(1) Sustainability Research Institute, School of Earth and Environment, University of Leeds, UK

(2) Department of Meteorology, Bolin Centre for Climate Research, Stockholm University, Sweden

 

Lesson 1: Ancient History – (A Background to Education in the UNFCCC).
Since the UNFCCC came into force over two decades ago, it has strongly emphasised the necessity of educating and engaging with the public. This was a central point within the original text, where Article 6 of the Convention stated that Parties (i.e. Governments who have signed up to the UNFCCC) shall promote and facilitate climate change education, training, public access to information and public participation in addressing climate change at national, regional and subregional levels. This important element of international climate policy has been reinforced over the last 21 years and supplemented with work programmes which have produced additional guidance on how governments can best implement action on climate change, with support from other stakeholders.

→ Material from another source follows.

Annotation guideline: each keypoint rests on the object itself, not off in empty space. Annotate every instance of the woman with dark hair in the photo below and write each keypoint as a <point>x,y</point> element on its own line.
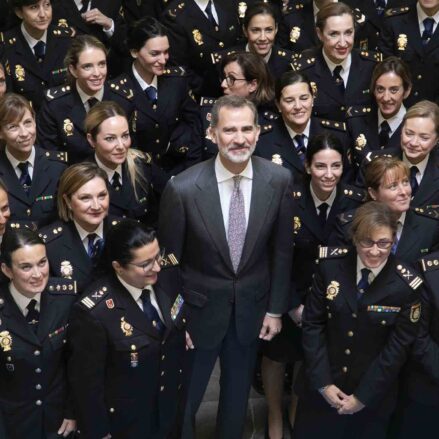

Lesson 2: Modern History – (Recent developments concerning Education in the UNFCCC).
In the year preceding the historic Paris negotiations, educating and engaging with the public gained a lot of attention from policy makers. At COP 20 in Lima, Governments issued the Lima Declaration on Climate Change Education (UNFCCC, 2014a) which further strengthened Parties’ commitments to deliver climate change education and Article 6 was “rebranded” in June 2015, at the behest of UNFCCC Executive Secretary Christiana Figueres as “Action for Climate Empowerment.”

During 2015, negotiations on the text which would eventually become the Paris Agreement saw references to climate change education and/or to Article 6 of the Convention come in and out of various drafts as Parties debated on its inclusion or exclusion. Eventually, with strong support from countries such as the Dominican Republic and civil society groups such as the UNFCCC’s constituency of Youth NGOs (YOUNGO) it was reincluded in the text during the last set of negotiations, prior to the commencement of COP21… though it’s survival depended on what happened in Paris.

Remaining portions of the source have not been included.